Firesheep is a Firefox extension (.xpi) to sniff out cookies in unsecured wifi networks, and as simple as a double click – it logs you in as that person once it has sniffed out the cookie. I’ve tested it on Wireless@SG and IT WORKS! Firesheep sniffed out a few accounts within minutes of logging into Wireless@SG. So if you think you’re safe, think again.
Please note that I’ve only used Firesheep for testing purposes with no malicious intents but to educate the unaware.

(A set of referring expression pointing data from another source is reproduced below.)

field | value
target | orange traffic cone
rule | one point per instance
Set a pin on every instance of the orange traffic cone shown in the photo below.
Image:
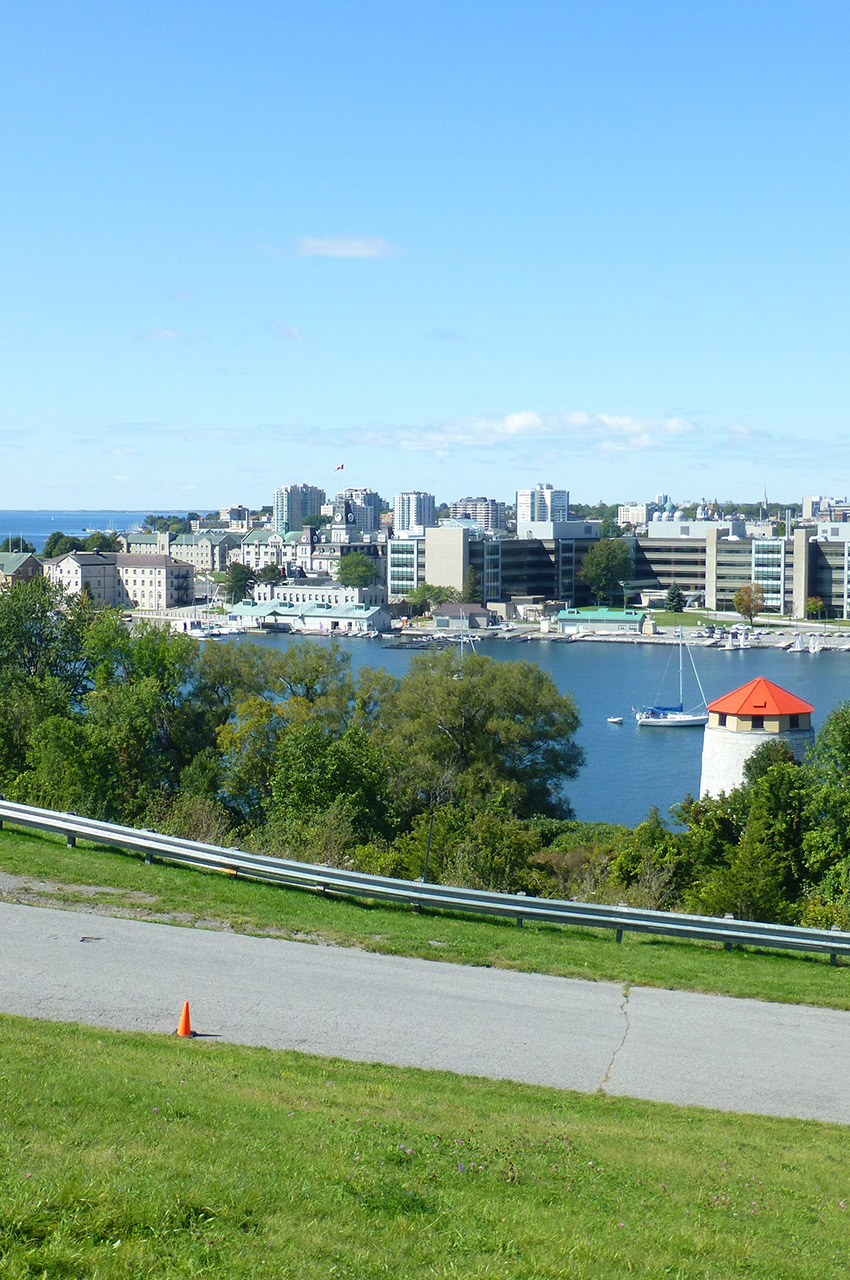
(184, 1025)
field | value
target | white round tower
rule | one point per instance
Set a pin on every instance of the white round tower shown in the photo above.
(741, 721)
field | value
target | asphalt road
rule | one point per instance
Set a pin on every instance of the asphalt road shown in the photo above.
(735, 1055)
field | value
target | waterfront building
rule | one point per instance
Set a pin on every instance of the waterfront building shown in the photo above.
(740, 722)
(453, 616)
(150, 583)
(18, 567)
(601, 618)
(405, 566)
(314, 617)
(206, 552)
(261, 548)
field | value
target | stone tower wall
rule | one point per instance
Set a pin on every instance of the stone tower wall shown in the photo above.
(725, 754)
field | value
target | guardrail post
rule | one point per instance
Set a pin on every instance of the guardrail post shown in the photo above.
(833, 958)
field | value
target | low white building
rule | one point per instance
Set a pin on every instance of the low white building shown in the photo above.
(309, 592)
(314, 617)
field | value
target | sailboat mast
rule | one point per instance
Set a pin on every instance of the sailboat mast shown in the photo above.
(681, 688)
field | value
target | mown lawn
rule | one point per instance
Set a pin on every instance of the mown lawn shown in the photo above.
(191, 897)
(129, 1156)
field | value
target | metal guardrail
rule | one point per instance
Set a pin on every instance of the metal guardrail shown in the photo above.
(467, 901)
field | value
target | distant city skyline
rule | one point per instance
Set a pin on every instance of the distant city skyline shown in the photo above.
(456, 250)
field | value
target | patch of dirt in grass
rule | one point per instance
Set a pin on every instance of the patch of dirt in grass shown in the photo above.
(24, 888)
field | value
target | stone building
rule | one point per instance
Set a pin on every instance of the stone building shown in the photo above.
(740, 722)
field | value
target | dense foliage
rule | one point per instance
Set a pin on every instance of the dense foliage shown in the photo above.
(283, 750)
(289, 752)
(604, 567)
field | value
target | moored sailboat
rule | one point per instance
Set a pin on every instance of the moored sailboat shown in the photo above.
(676, 716)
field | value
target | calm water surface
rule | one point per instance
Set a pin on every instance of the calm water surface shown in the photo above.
(627, 768)
(36, 526)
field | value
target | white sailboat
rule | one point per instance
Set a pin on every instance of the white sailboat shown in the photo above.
(676, 717)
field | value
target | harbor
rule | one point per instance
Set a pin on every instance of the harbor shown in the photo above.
(630, 769)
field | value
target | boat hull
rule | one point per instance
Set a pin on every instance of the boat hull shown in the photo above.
(672, 720)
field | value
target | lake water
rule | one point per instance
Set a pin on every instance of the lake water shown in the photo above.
(627, 768)
(36, 526)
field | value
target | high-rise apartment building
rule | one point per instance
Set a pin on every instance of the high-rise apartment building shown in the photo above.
(485, 512)
(296, 504)
(366, 506)
(543, 502)
(414, 511)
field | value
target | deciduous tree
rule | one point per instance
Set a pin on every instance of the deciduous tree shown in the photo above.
(480, 730)
(749, 600)
(606, 566)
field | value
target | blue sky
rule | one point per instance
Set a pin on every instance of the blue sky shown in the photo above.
(451, 247)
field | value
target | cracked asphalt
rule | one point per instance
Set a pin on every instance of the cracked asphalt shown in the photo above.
(672, 1046)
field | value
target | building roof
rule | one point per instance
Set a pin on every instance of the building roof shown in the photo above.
(455, 609)
(120, 560)
(211, 535)
(309, 609)
(603, 615)
(759, 696)
(12, 561)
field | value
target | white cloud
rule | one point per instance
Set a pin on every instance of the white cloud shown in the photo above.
(163, 336)
(606, 433)
(344, 246)
(446, 336)
(284, 330)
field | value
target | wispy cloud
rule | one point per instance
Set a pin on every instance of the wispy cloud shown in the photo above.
(161, 336)
(606, 433)
(284, 330)
(270, 250)
(344, 246)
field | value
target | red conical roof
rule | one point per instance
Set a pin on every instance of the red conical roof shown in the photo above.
(759, 696)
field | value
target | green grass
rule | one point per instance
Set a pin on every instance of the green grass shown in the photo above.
(681, 620)
(193, 897)
(128, 1156)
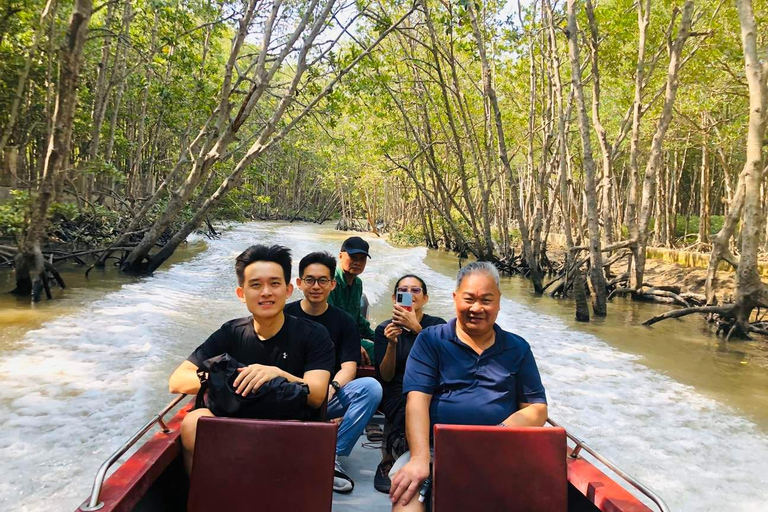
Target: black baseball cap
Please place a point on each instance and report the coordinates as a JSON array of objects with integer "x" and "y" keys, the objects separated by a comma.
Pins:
[{"x": 355, "y": 245}]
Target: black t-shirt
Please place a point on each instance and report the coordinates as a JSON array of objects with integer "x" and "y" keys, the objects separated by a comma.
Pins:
[
  {"x": 340, "y": 325},
  {"x": 393, "y": 390},
  {"x": 298, "y": 347}
]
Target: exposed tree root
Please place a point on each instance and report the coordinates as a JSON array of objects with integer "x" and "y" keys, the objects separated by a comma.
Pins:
[{"x": 727, "y": 309}]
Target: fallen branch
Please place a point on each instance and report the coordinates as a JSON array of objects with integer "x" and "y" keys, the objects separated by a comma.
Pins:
[
  {"x": 90, "y": 251},
  {"x": 727, "y": 309}
]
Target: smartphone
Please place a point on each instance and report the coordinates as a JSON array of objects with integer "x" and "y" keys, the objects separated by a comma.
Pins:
[{"x": 405, "y": 300}]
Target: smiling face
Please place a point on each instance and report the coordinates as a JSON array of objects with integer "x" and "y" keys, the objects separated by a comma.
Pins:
[
  {"x": 477, "y": 302},
  {"x": 264, "y": 289},
  {"x": 410, "y": 284},
  {"x": 316, "y": 293},
  {"x": 352, "y": 264}
]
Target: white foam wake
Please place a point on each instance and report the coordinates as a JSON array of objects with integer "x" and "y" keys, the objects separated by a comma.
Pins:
[{"x": 76, "y": 388}]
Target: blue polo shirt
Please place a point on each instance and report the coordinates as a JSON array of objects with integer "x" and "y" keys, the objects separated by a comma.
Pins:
[{"x": 472, "y": 389}]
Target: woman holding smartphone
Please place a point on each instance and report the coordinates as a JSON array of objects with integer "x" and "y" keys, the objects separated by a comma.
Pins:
[{"x": 392, "y": 343}]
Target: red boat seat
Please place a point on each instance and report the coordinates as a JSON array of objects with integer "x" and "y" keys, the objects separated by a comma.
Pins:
[
  {"x": 492, "y": 468},
  {"x": 242, "y": 464}
]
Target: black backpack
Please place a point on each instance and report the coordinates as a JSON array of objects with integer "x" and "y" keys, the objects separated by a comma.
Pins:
[{"x": 276, "y": 399}]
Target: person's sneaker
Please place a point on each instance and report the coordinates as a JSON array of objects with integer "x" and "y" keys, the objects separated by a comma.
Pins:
[
  {"x": 381, "y": 480},
  {"x": 342, "y": 482},
  {"x": 374, "y": 432}
]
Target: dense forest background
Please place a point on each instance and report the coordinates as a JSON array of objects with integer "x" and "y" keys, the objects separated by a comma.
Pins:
[{"x": 497, "y": 129}]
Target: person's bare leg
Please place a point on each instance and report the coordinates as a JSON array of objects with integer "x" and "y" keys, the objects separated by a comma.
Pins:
[{"x": 188, "y": 435}]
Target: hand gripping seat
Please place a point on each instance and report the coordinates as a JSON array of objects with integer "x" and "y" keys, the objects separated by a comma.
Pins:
[
  {"x": 269, "y": 466},
  {"x": 499, "y": 469}
]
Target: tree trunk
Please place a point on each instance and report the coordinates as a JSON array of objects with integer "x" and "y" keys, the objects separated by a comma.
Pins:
[
  {"x": 704, "y": 224},
  {"x": 490, "y": 93},
  {"x": 102, "y": 89},
  {"x": 597, "y": 276},
  {"x": 654, "y": 157},
  {"x": 602, "y": 137},
  {"x": 120, "y": 71},
  {"x": 750, "y": 290},
  {"x": 22, "y": 81},
  {"x": 59, "y": 145}
]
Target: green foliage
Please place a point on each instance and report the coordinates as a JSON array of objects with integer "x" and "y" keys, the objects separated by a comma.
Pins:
[{"x": 410, "y": 235}]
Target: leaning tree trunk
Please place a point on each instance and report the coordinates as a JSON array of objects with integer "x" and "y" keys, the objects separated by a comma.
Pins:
[
  {"x": 490, "y": 93},
  {"x": 654, "y": 158},
  {"x": 704, "y": 192},
  {"x": 750, "y": 290},
  {"x": 30, "y": 255},
  {"x": 596, "y": 259}
]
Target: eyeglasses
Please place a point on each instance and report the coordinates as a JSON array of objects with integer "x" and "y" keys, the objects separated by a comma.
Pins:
[{"x": 323, "y": 281}]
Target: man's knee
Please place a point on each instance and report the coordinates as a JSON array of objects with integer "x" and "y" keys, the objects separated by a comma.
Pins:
[
  {"x": 370, "y": 389},
  {"x": 413, "y": 506}
]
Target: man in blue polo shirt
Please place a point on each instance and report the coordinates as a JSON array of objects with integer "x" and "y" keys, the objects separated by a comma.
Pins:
[{"x": 467, "y": 372}]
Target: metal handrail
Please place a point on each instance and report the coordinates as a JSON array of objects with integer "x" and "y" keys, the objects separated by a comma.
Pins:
[
  {"x": 581, "y": 445},
  {"x": 98, "y": 482}
]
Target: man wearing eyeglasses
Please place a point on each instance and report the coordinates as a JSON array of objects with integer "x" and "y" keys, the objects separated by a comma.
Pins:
[{"x": 353, "y": 400}]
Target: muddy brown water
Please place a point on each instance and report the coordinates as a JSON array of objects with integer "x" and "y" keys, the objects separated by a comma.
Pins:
[{"x": 674, "y": 406}]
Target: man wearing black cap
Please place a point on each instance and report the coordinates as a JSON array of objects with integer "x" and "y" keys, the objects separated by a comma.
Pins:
[{"x": 349, "y": 289}]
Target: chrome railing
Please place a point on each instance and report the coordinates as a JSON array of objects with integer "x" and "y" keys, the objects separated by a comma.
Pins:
[
  {"x": 581, "y": 445},
  {"x": 98, "y": 482}
]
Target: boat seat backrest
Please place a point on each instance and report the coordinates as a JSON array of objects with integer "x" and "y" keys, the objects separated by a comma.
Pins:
[
  {"x": 242, "y": 464},
  {"x": 493, "y": 468}
]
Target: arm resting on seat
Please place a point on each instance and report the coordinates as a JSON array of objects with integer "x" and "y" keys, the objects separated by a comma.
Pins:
[{"x": 529, "y": 415}]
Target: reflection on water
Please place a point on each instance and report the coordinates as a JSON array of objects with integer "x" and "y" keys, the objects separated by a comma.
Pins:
[
  {"x": 671, "y": 405},
  {"x": 18, "y": 315}
]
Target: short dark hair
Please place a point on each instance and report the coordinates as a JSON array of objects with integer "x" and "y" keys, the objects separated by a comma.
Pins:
[
  {"x": 275, "y": 254},
  {"x": 406, "y": 276},
  {"x": 321, "y": 257}
]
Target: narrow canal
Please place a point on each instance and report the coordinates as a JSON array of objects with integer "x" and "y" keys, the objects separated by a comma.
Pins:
[{"x": 673, "y": 406}]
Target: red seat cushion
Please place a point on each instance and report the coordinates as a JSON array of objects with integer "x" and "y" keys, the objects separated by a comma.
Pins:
[
  {"x": 495, "y": 468},
  {"x": 242, "y": 464}
]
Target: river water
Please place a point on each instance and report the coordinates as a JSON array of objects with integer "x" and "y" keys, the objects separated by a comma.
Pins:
[{"x": 682, "y": 412}]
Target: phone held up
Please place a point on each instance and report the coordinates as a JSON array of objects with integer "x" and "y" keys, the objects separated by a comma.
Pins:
[{"x": 404, "y": 300}]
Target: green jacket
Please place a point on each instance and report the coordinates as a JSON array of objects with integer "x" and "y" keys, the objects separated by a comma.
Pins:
[{"x": 347, "y": 297}]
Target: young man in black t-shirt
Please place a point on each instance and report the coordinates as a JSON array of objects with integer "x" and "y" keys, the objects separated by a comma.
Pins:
[
  {"x": 353, "y": 399},
  {"x": 271, "y": 343}
]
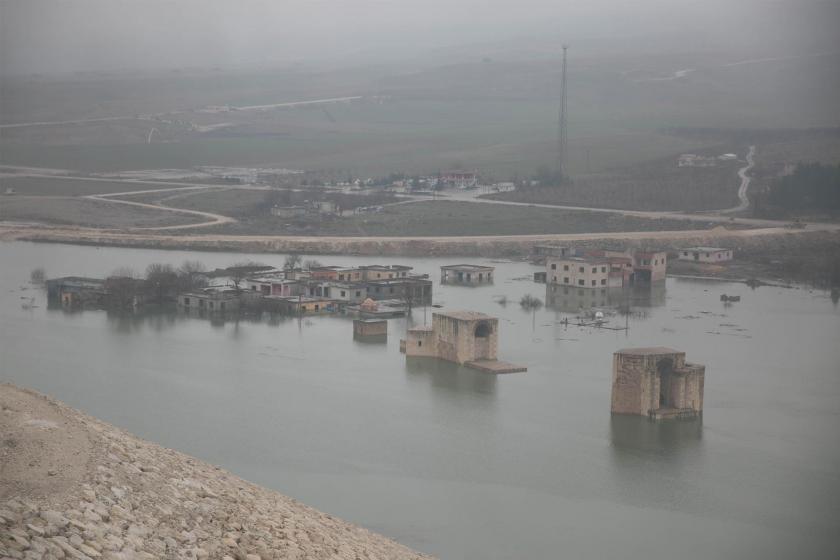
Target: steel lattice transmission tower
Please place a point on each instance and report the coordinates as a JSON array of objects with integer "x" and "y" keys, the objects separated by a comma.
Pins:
[{"x": 562, "y": 138}]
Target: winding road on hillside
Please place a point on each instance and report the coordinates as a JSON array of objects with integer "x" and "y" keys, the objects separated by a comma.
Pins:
[
  {"x": 745, "y": 184},
  {"x": 15, "y": 230}
]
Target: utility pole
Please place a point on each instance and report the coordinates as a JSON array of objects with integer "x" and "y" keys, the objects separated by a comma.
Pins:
[{"x": 561, "y": 148}]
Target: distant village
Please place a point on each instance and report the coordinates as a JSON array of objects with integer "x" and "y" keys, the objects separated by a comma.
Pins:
[
  {"x": 584, "y": 281},
  {"x": 367, "y": 291}
]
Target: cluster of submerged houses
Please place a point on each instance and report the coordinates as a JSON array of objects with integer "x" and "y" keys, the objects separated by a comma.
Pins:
[
  {"x": 374, "y": 290},
  {"x": 368, "y": 291}
]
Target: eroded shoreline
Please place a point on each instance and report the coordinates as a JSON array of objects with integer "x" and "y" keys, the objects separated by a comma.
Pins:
[{"x": 73, "y": 486}]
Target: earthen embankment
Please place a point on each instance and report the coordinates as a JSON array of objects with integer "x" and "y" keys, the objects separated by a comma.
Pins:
[
  {"x": 483, "y": 246},
  {"x": 74, "y": 487}
]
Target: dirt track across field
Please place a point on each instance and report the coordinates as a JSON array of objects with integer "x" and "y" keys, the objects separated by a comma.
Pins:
[{"x": 490, "y": 246}]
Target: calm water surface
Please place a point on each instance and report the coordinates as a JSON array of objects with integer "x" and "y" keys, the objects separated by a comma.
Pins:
[{"x": 463, "y": 464}]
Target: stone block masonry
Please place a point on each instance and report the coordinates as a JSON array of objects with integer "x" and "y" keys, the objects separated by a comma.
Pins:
[{"x": 656, "y": 382}]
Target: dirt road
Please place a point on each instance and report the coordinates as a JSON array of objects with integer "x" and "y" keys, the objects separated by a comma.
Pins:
[{"x": 745, "y": 184}]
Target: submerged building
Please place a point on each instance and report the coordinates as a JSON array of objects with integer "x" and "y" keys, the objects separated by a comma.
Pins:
[
  {"x": 468, "y": 338},
  {"x": 656, "y": 382},
  {"x": 705, "y": 254},
  {"x": 468, "y": 274}
]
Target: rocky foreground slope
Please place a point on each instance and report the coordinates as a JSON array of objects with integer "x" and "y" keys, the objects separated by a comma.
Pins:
[{"x": 75, "y": 487}]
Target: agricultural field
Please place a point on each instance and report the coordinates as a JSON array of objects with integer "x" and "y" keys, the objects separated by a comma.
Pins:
[
  {"x": 447, "y": 218},
  {"x": 496, "y": 117},
  {"x": 86, "y": 212},
  {"x": 655, "y": 185},
  {"x": 63, "y": 186}
]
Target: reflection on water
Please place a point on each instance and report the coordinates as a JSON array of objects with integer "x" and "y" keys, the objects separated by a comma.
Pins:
[
  {"x": 523, "y": 464},
  {"x": 450, "y": 377},
  {"x": 631, "y": 434}
]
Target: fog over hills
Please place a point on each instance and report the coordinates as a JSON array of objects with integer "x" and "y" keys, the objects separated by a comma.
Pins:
[{"x": 47, "y": 36}]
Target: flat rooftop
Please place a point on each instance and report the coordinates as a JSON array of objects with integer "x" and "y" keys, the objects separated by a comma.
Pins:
[
  {"x": 649, "y": 351},
  {"x": 466, "y": 267},
  {"x": 463, "y": 315}
]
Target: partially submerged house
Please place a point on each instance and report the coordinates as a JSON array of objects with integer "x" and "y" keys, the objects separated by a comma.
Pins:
[
  {"x": 656, "y": 382},
  {"x": 209, "y": 301},
  {"x": 415, "y": 289},
  {"x": 468, "y": 338},
  {"x": 598, "y": 269},
  {"x": 370, "y": 330},
  {"x": 466, "y": 274},
  {"x": 75, "y": 291},
  {"x": 705, "y": 254}
]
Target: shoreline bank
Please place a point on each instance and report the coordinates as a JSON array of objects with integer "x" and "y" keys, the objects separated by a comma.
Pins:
[
  {"x": 77, "y": 487},
  {"x": 466, "y": 246}
]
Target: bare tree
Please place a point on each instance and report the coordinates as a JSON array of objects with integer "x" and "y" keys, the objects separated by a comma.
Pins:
[
  {"x": 239, "y": 271},
  {"x": 122, "y": 286},
  {"x": 292, "y": 261},
  {"x": 191, "y": 276},
  {"x": 37, "y": 276},
  {"x": 161, "y": 281}
]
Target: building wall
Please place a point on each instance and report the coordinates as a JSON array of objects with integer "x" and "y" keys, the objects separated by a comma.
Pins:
[
  {"x": 457, "y": 342},
  {"x": 421, "y": 343},
  {"x": 579, "y": 274},
  {"x": 455, "y": 276},
  {"x": 637, "y": 383},
  {"x": 655, "y": 264},
  {"x": 370, "y": 328},
  {"x": 705, "y": 256}
]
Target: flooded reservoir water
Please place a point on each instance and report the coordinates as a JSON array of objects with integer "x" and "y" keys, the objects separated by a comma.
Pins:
[{"x": 463, "y": 464}]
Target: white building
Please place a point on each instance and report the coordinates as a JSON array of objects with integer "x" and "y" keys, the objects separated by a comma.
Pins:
[
  {"x": 705, "y": 254},
  {"x": 577, "y": 271}
]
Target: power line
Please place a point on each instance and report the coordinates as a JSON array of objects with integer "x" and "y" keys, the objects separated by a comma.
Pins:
[{"x": 562, "y": 135}]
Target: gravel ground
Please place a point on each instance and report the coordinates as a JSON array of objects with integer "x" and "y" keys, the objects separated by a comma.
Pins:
[{"x": 74, "y": 487}]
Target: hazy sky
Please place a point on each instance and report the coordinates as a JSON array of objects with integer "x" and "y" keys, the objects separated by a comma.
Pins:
[{"x": 71, "y": 35}]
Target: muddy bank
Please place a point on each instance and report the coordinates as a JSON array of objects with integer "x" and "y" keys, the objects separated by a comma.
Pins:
[{"x": 75, "y": 487}]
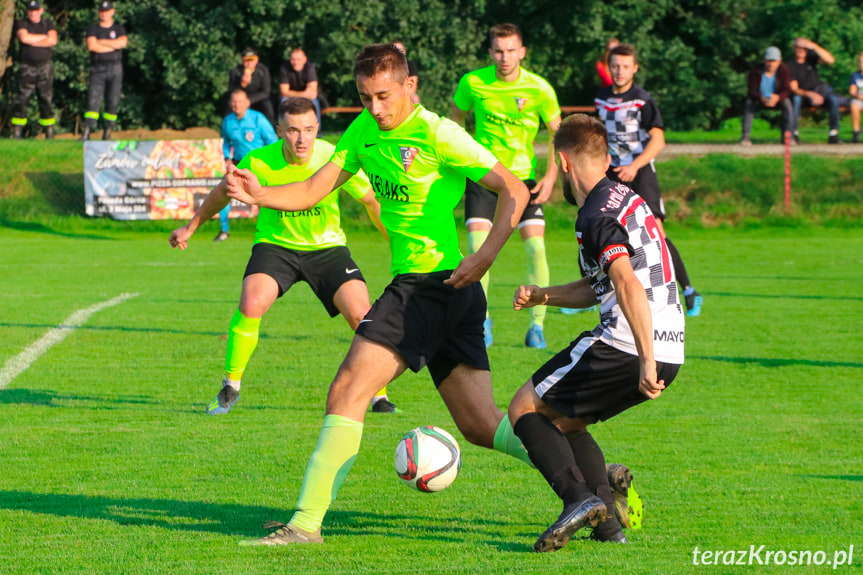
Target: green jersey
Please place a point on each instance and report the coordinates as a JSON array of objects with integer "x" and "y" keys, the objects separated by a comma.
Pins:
[
  {"x": 508, "y": 114},
  {"x": 418, "y": 172},
  {"x": 305, "y": 230}
]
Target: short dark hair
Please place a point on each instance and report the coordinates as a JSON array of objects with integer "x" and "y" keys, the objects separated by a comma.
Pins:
[
  {"x": 295, "y": 107},
  {"x": 624, "y": 50},
  {"x": 377, "y": 59},
  {"x": 581, "y": 134},
  {"x": 504, "y": 30}
]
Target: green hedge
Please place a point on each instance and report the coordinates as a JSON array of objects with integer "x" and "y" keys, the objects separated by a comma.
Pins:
[{"x": 694, "y": 53}]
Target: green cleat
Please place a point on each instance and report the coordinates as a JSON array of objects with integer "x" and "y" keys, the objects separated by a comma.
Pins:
[{"x": 628, "y": 506}]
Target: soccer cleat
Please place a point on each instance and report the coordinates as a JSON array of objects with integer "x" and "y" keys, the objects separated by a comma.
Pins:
[
  {"x": 486, "y": 332},
  {"x": 590, "y": 511},
  {"x": 535, "y": 338},
  {"x": 223, "y": 403},
  {"x": 628, "y": 506},
  {"x": 693, "y": 304},
  {"x": 383, "y": 405},
  {"x": 281, "y": 534}
]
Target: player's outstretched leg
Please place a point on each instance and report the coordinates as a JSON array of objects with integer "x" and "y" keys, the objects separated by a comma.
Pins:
[
  {"x": 475, "y": 238},
  {"x": 537, "y": 274},
  {"x": 551, "y": 453},
  {"x": 591, "y": 462},
  {"x": 368, "y": 367},
  {"x": 242, "y": 340},
  {"x": 260, "y": 291}
]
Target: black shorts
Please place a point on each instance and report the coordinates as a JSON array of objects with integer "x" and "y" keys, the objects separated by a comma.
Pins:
[
  {"x": 324, "y": 270},
  {"x": 594, "y": 381},
  {"x": 430, "y": 323},
  {"x": 645, "y": 185},
  {"x": 480, "y": 205}
]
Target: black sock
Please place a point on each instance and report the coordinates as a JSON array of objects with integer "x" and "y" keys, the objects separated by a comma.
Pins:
[
  {"x": 551, "y": 454},
  {"x": 679, "y": 268},
  {"x": 591, "y": 461}
]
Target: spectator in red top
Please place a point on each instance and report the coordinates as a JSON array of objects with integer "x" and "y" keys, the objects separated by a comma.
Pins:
[
  {"x": 602, "y": 65},
  {"x": 769, "y": 87}
]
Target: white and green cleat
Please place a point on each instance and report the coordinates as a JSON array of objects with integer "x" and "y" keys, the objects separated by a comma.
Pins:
[
  {"x": 226, "y": 399},
  {"x": 628, "y": 506}
]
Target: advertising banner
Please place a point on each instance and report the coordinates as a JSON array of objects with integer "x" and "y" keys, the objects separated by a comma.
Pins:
[{"x": 153, "y": 180}]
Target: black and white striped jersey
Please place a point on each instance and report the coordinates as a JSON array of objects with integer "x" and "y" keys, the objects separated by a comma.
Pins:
[
  {"x": 628, "y": 117},
  {"x": 613, "y": 222}
]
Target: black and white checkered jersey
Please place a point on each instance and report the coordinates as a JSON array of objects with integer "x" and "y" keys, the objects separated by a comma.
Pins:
[
  {"x": 613, "y": 222},
  {"x": 628, "y": 117}
]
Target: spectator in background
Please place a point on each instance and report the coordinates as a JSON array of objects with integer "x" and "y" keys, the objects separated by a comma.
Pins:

In order to avoid this, use Wireless@SGx instead. I’ve tested it on Wireless@SGx and it doesn’t work on this network because it’s encrypted with a WPA2 Enterprise encryption.
If you’re an iCELL user, go to http://www.icellwireless.net/wsgx/user_guide/ to set up.
If you’re a SingTel/SingNet user, go to http://pas.singtel.com/wsg_connect/ to set up.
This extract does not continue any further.